Article 2 : Il est enjoint au préfet du Val-de-Marne de débloquer, dans un délai de quinze jours suivant la notification de la présente ordonnance, l’accès de Madame A… au téléservice de l’Administration numérique pour les étrangers en France, afin qu’elle puisse y déposer sa demande de naturalisation et de l’informer de ce déblocage et, à défaut, de recevoir en préfecture cette demande dans un nouveau délai de quinze jours à compter de l’expiration du premier délai, sous astreinte de 50 euros par jour de retard passé ce second délai.
Article 3 : L’Etat (préfet du Val-de-Marne) versera, en application des dispositions de l’article L. 761-1 du code de justice administrative et de l’article 37 de la loi du 10 juillet 1991, une somme de 1 500 euros à Me Morel, conseil de Mme A…, à charge pour celle-ci de renoncer à percevoir la somme correspondant à la part contributive de l’Etat à la mission d’aide juridictionnelle qui lui aura été confiée.

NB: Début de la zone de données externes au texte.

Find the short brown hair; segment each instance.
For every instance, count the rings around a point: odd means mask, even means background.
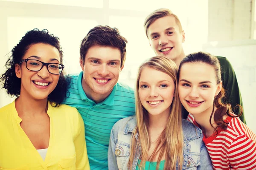
[[[149,26],[157,19],[168,16],[172,16],[175,18],[176,23],[179,26],[180,32],[183,30],[179,18],[178,18],[178,17],[176,15],[173,14],[170,10],[163,8],[157,9],[148,15],[144,21],[144,28],[148,38],[148,29]]]
[[[80,45],[80,60],[84,64],[85,55],[93,45],[109,46],[118,48],[121,52],[121,67],[125,61],[127,40],[120,35],[118,29],[108,26],[98,26],[89,31]]]

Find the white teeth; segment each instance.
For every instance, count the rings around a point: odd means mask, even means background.
[[[170,48],[164,48],[164,49],[162,49],[162,50],[161,50],[161,51],[164,52],[164,51],[166,51],[170,50],[171,50]]]
[[[148,102],[151,105],[156,105],[158,103],[160,103],[161,102],[160,101],[155,101],[155,102]]]
[[[99,82],[106,82],[108,81],[108,80],[102,80],[102,79],[96,79],[96,80],[98,81]]]
[[[193,104],[193,105],[196,105],[196,104],[198,104],[199,103],[199,102],[189,102],[189,103],[191,103],[191,104]]]
[[[34,81],[34,82],[36,85],[41,85],[42,86],[46,86],[47,85],[48,85],[49,84],[49,82],[42,82],[36,81]]]

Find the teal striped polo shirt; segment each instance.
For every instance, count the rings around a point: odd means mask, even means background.
[[[134,115],[134,91],[117,83],[109,96],[96,104],[88,98],[82,87],[83,72],[72,75],[67,98],[64,103],[77,109],[84,123],[85,139],[91,170],[108,170],[108,150],[110,133],[121,119]]]

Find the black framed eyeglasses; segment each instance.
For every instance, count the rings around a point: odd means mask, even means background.
[[[53,74],[60,74],[64,68],[64,65],[62,64],[44,62],[34,59],[22,60],[19,64],[24,62],[26,62],[26,67],[27,69],[33,71],[38,71],[43,68],[44,65],[46,65],[49,73]]]

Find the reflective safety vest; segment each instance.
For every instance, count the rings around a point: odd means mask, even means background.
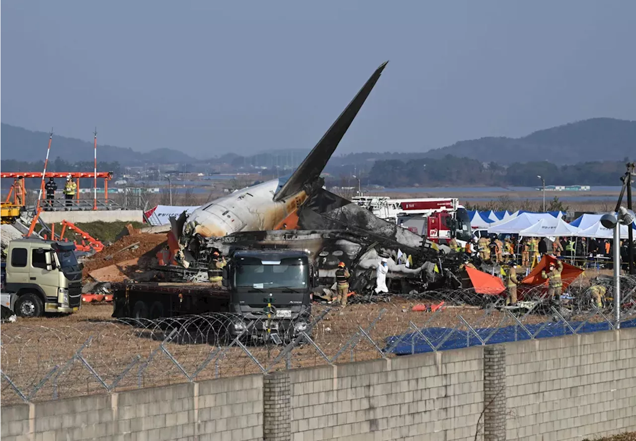
[[[66,181],[66,184],[64,186],[64,194],[75,194],[75,191],[77,190],[78,186],[72,180]]]
[[[515,268],[510,268],[506,275],[506,286],[508,288],[516,287],[517,284],[516,272]]]
[[[347,283],[349,278],[349,272],[347,268],[338,268],[336,270],[336,282],[339,285],[343,285]]]
[[[563,282],[561,280],[561,271],[562,271],[563,264],[560,261],[557,261],[556,268],[547,273],[545,270],[541,271],[541,276],[544,279],[548,279],[548,284],[551,288],[560,288],[563,286]]]

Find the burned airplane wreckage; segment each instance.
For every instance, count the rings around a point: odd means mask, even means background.
[[[393,292],[460,286],[455,275],[464,262],[462,255],[324,188],[322,170],[386,64],[371,75],[288,179],[238,190],[189,216],[171,219],[169,243],[175,260],[196,271],[207,268],[213,250],[227,255],[239,249],[301,250],[317,262],[320,280],[328,287],[338,263],[344,261],[352,271],[350,289],[363,294],[373,290],[375,268],[385,257]],[[448,219],[452,230],[466,229]],[[398,259],[400,252],[410,256],[408,264]]]

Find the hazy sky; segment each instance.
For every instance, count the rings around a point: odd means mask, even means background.
[[[198,157],[336,154],[636,119],[636,2],[0,0],[0,121]]]

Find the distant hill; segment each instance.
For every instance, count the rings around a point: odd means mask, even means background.
[[[47,133],[32,132],[0,123],[0,152],[2,152],[3,159],[43,161],[46,154],[48,142]],[[52,159],[59,156],[72,162],[92,161],[93,143],[53,133],[51,156]],[[192,163],[197,161],[191,156],[172,149],[156,149],[141,153],[130,148],[101,144],[97,145],[97,157],[100,161],[116,161],[125,165]]]
[[[536,161],[564,165],[633,158],[635,147],[636,121],[592,118],[538,130],[522,138],[460,141],[429,151],[423,156],[439,159],[450,154],[504,165]]]

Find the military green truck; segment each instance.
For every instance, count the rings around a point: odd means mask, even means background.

Dans le cas où l’aide juridictionnelle ne serait pas attribuée à l’intéressée, cette somme lui sera versée directement.
Article 4 : La présente ordonnance sera notifiée à Madame C… B…, à Me Morel et au ministre de l’intérieur.
Copie en sera communiquée au préfet du Val-de-Marne.
Le juge des référés,
Signé : M. AYMARD
La République mande et ordonne au ministre de l’intérieur en ce qui le concerne ou à tous commissaires de justice à ce requis en ce qui concerne les voies de droit commun contre les parties privées de pourvoir à l’exécution de la présente décision.